The present invention relates generally to gas turbine engines, and, more specifically, to bleed systems therein.
A turbofan aircraft engine includes a fan mounted inside a surrounding nacelle, and is driven by a low pressure turbine (LPT). An inner portion of air channeled through the fan enters a core engine in which the air is pressurized in a high pressure compressor (HPC) and mixed with fuel in a combustor for generating hot combustion gases. Energy is extracted from the combustion gases in a high pressure turbine (HPT) that drives the compressor.
The outer portion of fan air bypasses the core engine through an annular bypass duct. The pressurized air discharged from the bypass duct provides a majority of propulsion thrust of the engine for powering an aircraft in flight.
In large turbofan engines, additional power is generated by including a low pressure or booster compressor behind the fan and in front of the HPC of the core engine. The booster compressor typically includes multiple axial stages which increase pressurization of the fan air delivered to the HPC, which in turn includes multiple axial stages further increasing the pressure of the air provided to the combustor.
The typical turbofan aircraft engine is configured for operating over a flight envelope including idle, takeoff, climb, cruise, runway approach, and landing in which the power output of the engine correspondingly varies. For example, the multiple axial stages of the booster and high pressure compressors must be designed and operated for obtaining a suitable stall margin over the entire operating range. For maximum power operation of the engine, the compressors are operated at maximum airflow and maximum pressurization, with a suitable stall margin.
However, at flight idle operation during landing approach of the aircraft the engine produces relatively low power, and the HPC requires correspondingly less airflow therethrough. In order to maintain efficient operation of the engine at this part power condition, and maintain a suitable stall margin in the HPC, a portion of the pressurized booster compressor air is typically bled from the engine and dumped into the fan bypass duct.
Accordingly, a booster bleed system is typically incorporated in large turbofan aircraft engines for selectively bleeding a portion of the booster discharge air when desired for maintaining efficient operation of the engine, including suitable compressor stall margin.

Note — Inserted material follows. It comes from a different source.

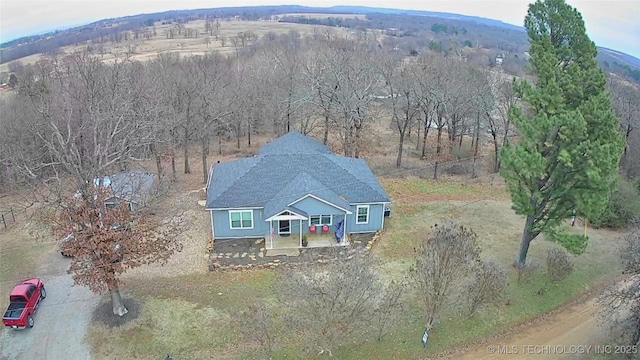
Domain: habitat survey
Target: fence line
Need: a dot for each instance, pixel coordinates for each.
(4, 217)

The typical booster bleed system is relatively large and relatively complex and is located between the booster and high pressure compressors. For example, the turbofan engine includes a fan frame disposed between the two compressors. The frame includes a row of struts extending radially outwardly through the fan bypass duct to support the fan nacelle.

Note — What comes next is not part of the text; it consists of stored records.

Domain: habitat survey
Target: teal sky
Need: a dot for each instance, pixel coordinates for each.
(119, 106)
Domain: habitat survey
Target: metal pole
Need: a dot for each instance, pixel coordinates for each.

The frame also includes a center structural hub having a row of low transition ducts alternating between the inner ends of the struts for providing flow continuity between the outlet of the booster compressor and the inlet of the HPC. The hub also includes one or more bearing supports which contain bearings for supporting the fan drive shaft that joins the fan to the LPT. The rotor blades of the booster compressor are also joined to the fan drive shaft.
In a large turbofan engine, the fan frame is correspondingly large, with a correspondingly large center hub in which the typical booster bleed system may be incorporated. However, incorporation of that bleed system: correspondingly requires inlet apertures in the hub for bleeding booster air. Outlet apertures are also required in the hub for channeling the bleed air into corresponding outlets in the fan bypass duct.

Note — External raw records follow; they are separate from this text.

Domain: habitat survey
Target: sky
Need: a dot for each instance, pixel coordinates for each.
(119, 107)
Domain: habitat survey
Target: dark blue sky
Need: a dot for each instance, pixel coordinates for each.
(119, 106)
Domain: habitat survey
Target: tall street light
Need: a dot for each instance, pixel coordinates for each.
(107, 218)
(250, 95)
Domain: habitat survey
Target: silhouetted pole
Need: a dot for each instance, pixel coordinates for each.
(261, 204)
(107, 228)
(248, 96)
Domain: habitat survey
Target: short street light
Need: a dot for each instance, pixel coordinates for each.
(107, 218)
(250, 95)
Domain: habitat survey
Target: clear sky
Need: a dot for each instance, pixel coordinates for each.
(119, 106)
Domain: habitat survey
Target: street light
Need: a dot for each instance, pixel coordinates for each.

Any hole or aperture placed in the structural hub of the fan frame interrupts the structural integrity thereof and correspondingly requires strengthening of the hub which typically increases size and weight of the fan frame. The bleed system also requires multiple inlet valves or doors and corresponding actuating mechanisms for selectively opening and closing the bleed doors when required during operation of the engine.
The bleed system mounted inside the typical fan frame of a large turbofan engine increases the cost of manufacture of the engine, increases weight of the engine, and correspondingly decreases overall efficiency of the engine.
In the continuing development of high-bypass turbofan aircraft gas turbine engines, reductions in size and weight of the engine, without corresponding reductions in power rating are desired. In one engine undergoing development, the fan frame includes a relatively small center hub which lacks available space for introducing a conventional booster bleed system.
Furthermore, components adjoining the fan frame have limited available space for mounting those components themselves, without the additional complication of introducing a suitable booster bleed system.
Accordingly, it is desired to provide a turbofan aircraft engine with an improved booster compressor bleed system being relatively compact and simple, and having a low profile for being integrated into available space in the engine.